Let's define $T_2: \Bbb R^n \to \Bbb R^n$ as the identity map $T_2(x_i) = x_i$ for $i = 1, \ldots, n$. Then $\operatorname{ker}(T_2) = \{ 0 \}$, so $x_i \perp \operatorname{ker}(T_2)$ is also fullfilled for each $i = 1, \ldots, n$. Now observe that
$$ T_1\left( \sum_{i=1}^n x_i \right) = \left( \sum_{i=1}^{n-1} x_i - x_{i+1} \right) + x_n - x_1 = 0 \; ,$$
i.e. $\sum_{i=1}^n x_i \in \operatorname{ker} (T_1)$, so $T_1$ is not invertible. Thus the point 1. is not necessarily true.

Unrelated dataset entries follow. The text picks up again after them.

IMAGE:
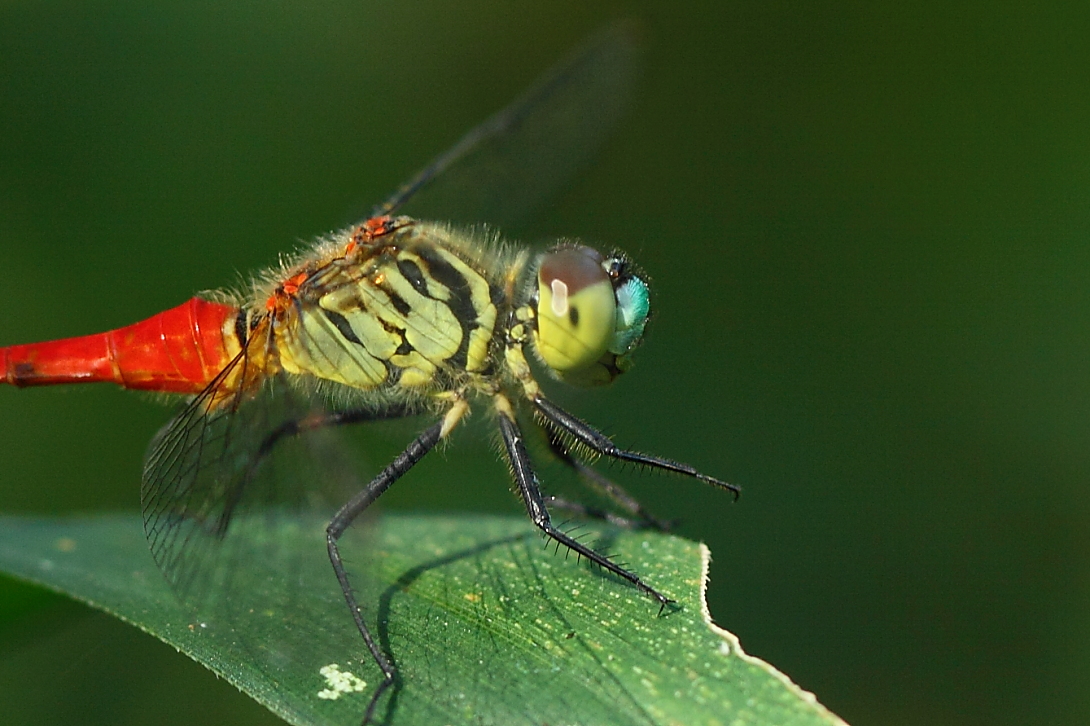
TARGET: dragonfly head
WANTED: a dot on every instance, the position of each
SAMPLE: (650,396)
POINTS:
(591,312)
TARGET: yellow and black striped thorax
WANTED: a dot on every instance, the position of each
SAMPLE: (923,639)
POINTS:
(415,307)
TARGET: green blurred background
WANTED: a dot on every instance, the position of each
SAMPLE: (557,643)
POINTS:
(869,229)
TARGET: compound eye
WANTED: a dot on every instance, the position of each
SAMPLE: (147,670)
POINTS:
(577,310)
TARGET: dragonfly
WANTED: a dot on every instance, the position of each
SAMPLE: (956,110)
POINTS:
(391,317)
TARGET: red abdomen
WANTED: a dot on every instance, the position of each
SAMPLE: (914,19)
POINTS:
(178,351)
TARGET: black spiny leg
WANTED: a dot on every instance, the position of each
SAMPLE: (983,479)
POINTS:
(643,519)
(598,442)
(294,427)
(535,507)
(343,518)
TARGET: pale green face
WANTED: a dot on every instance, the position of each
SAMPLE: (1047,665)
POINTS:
(591,313)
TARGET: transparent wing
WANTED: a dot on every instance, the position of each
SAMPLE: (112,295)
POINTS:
(503,169)
(225,479)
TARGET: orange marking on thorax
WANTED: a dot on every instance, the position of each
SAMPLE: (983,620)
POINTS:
(278,301)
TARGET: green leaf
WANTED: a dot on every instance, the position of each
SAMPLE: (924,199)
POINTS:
(484,625)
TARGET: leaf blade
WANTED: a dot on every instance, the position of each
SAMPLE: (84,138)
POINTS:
(483,624)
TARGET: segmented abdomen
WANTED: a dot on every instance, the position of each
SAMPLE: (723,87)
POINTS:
(178,351)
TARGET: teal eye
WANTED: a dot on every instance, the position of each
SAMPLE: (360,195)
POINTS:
(633,309)
(577,310)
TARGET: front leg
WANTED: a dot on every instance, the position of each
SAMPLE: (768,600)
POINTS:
(527,480)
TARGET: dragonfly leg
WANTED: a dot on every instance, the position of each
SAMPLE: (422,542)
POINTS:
(600,443)
(535,506)
(642,519)
(343,518)
(294,427)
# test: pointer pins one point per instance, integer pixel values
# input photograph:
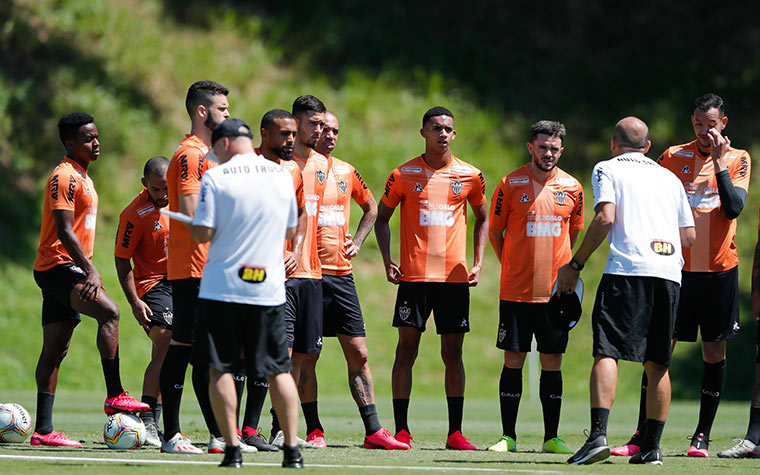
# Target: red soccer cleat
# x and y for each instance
(53, 439)
(383, 439)
(123, 403)
(456, 441)
(317, 437)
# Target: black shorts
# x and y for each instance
(159, 300)
(449, 302)
(710, 301)
(185, 303)
(341, 309)
(519, 321)
(259, 330)
(303, 315)
(633, 318)
(56, 285)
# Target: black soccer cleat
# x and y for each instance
(594, 450)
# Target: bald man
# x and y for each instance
(644, 209)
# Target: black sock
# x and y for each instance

Let $T_1, T_2: \Bbb R^n \to \Bbb R^n$ be two linear transformations, such that the given conditions are fullfilled. Assume that $T_2$ is not invertible. Then $\operatorname{ker}(T_2) \neq \{ 0 \}$. Let $0 \neq v \in \operatorname{ker}(T_2)$. It follows, that $\{x_1, \ldots, x_n, v\}$ is linearly independant, but this is a contradiction to $\dim(\Bbb R^n) = n$. So $T_2$ always needs to be invertible, and the point 2. is necessarily true.